This learning page is based on examples. Oracle LPAD function allows formatting an output of a SQL query or a PL/SQL code. The function fills the string from left side with defined characters and by default the padding character is “space”. The Oracle LPAD syntax is following:
LPAD (<string>, <nr_of_length> [,<padding_string>]);
The following LPAD examples are using text “Oracle DBA” and to know the string length we will use Oracle Length function. Take a look at the following example below.
SELECT length('Oracle DBA') FROM dual;
The output of the last query shows 10 characters. To pad the character we will set Oracle LPAD length to 11 and the output shows the “Oracle DBA” string (with a space in front of it). The LPAD fills by default the free space with white-space.
SELECT LPAD ('Oracle DBA',11) FROM dual;
The second Oracle LPAD example is same as the last one only in this time we will define our own character and this will be an asterisk (*). You will see a *-character in front of the “Oracle DBA” string in the output. You may wonder why there is only 1 star – we did declare the length to 11 characters. The Oracle LPAD fills only the free places from left.
SELECT LPAD ('Oracle DBA',11,'*') FROM dual;
The third LPAD query has length less than 10 characters which is the input string length. Take a look at the query output the “Oracle DBA” has become to “Oracle” and there are no star characters on the left side. Oracle LPAD will truncate your input string if it doesn’t fit into the length size and there are no stars because no free space has available. The input string doesn’t fit into 6 characters.
SELECT LPAD ('Oracle DBA',6,'*') FROM dual;
The example below shows how to format the SQL query output using Oracle LPAD function. The Select statement is done using Oracle Dual table and the CONNECT BY hierarchical operator to generate 10 lines. The Oracle Rownum function gets its value dynamically increasing per every next row and it set in the query to use it as the LPAD length parameter. For example on the first row’s LPAD length will be 10 + 1 or 11 and on the 10th row’s length are 20 characters. Take a look at the output how the left-padded free space will be filled with *-characters.

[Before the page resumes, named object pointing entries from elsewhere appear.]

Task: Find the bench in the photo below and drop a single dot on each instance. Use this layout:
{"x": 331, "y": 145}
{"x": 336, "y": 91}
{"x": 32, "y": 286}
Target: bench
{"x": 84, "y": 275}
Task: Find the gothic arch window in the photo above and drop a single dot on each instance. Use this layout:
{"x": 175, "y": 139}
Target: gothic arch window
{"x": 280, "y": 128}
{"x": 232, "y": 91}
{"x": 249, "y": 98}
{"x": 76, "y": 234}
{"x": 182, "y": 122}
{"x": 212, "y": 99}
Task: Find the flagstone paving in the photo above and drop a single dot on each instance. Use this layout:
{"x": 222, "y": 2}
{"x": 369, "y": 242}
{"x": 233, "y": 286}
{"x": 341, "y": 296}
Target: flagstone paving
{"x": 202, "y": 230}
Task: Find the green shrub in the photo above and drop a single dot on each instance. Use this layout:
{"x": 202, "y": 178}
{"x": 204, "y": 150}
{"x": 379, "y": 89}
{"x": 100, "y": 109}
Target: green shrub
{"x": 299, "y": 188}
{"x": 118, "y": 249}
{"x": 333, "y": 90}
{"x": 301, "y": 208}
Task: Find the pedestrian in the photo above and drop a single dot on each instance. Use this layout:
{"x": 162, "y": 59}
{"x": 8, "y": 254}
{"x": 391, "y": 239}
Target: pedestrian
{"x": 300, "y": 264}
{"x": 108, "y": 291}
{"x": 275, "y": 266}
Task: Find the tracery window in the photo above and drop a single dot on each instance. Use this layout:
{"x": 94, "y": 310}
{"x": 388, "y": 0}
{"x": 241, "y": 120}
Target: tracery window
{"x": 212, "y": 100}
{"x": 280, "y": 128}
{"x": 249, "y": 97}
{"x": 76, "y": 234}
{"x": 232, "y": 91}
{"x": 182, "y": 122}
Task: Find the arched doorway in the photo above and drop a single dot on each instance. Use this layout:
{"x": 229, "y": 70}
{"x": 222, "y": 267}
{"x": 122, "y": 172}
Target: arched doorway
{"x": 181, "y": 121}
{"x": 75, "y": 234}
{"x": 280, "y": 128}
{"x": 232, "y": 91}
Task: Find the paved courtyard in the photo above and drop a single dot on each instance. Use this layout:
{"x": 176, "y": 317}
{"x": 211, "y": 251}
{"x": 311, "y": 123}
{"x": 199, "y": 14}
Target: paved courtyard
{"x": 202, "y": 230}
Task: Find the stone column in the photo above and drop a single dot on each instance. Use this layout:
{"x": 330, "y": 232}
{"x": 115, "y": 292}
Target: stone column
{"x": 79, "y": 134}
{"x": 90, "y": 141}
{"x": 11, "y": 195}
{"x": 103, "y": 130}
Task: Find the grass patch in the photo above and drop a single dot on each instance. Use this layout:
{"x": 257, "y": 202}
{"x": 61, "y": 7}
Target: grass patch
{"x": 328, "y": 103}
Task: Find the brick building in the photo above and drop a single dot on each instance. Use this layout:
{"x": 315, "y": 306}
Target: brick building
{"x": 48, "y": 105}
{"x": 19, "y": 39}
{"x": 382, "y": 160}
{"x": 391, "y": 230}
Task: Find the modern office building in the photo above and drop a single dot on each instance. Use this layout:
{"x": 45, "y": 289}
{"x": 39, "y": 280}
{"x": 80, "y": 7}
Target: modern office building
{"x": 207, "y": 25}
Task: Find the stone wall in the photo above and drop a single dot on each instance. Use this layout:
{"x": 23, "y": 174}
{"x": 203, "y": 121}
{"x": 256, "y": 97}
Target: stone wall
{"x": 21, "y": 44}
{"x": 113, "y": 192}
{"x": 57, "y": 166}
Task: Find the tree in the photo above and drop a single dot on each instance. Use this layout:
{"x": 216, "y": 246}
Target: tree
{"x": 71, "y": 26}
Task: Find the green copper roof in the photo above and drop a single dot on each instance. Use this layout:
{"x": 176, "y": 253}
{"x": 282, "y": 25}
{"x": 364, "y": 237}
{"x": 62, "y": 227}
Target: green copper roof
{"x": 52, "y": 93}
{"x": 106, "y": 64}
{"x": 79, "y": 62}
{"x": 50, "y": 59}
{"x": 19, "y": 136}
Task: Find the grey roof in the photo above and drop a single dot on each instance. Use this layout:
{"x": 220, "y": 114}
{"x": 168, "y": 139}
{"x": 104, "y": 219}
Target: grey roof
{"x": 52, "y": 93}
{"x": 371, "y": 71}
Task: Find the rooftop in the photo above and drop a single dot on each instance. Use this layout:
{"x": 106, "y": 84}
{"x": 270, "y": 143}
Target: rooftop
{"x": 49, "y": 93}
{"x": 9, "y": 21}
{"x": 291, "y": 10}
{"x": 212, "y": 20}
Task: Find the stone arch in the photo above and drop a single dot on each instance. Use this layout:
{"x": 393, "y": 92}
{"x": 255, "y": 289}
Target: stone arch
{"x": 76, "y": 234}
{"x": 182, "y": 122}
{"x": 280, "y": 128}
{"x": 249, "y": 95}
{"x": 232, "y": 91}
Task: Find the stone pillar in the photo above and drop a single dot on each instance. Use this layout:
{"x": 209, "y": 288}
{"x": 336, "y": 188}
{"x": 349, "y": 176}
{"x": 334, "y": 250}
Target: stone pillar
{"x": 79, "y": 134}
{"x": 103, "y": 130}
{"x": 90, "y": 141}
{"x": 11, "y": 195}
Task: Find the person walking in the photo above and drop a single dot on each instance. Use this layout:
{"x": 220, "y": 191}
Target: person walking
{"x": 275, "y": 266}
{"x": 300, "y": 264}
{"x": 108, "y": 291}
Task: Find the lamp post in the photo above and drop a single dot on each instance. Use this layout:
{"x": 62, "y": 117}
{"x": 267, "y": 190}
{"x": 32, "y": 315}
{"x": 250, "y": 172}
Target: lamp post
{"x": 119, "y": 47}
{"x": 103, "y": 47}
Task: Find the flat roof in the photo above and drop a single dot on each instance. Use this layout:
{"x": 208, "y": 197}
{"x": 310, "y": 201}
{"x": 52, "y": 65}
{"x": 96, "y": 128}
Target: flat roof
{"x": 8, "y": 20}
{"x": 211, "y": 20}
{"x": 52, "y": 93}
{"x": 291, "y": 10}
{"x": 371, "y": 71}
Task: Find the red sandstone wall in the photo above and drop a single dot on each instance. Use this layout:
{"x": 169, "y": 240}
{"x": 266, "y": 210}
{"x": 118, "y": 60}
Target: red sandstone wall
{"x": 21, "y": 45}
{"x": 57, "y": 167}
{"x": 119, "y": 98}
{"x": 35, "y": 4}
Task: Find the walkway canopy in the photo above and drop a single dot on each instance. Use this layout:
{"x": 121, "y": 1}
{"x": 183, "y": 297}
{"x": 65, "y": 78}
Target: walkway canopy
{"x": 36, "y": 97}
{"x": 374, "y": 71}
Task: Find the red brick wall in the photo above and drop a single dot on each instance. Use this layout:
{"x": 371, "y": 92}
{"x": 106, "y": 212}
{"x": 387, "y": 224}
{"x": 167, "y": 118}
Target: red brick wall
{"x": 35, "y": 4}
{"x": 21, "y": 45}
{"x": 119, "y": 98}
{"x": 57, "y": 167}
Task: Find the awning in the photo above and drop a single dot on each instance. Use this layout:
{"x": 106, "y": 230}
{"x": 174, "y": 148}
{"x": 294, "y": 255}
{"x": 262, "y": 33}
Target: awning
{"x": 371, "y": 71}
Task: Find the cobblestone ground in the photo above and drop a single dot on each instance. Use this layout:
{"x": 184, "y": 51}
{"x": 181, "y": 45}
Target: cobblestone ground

SELECT LPAD ('Oracle DBA',10+rownum,'*') FROM dual CONNECT BY rownum < 11;
It’s important to know that pad string doesn’t have to be only 1 character it can be a text or a pattern. The query below is same as the last one with only larger LPAD string “*-*-” and Oracle LPAD will use for first 3 lines only part of it. The pad string will be in its full length starting from the 4th row.
SELECT LPAD ('Oracle DBA',10+rownum,'*-*-') FROM dual CONNECT BY rownum < 11;
The Oracle LPAD truncating example below has Oracle Rownum amount subtracted from the amount of 10 (10-rownum) and since we do have 10 rows the lowest row LPAD length will become zero. The SQL query returns text with decreasing length amount and that is smaller than the input string own length (10).
SELECT LPAD ('Oracle DBA',10-rownum,'*') FROM dual CONNECT BY rownum < 11;
Oracle LPAD can become quite handy to find out white-spaces in the string on the left side or it can be used on reports to align text on left. There are many more ways to format the output using Oracle LPAD and that makes it quite important to know.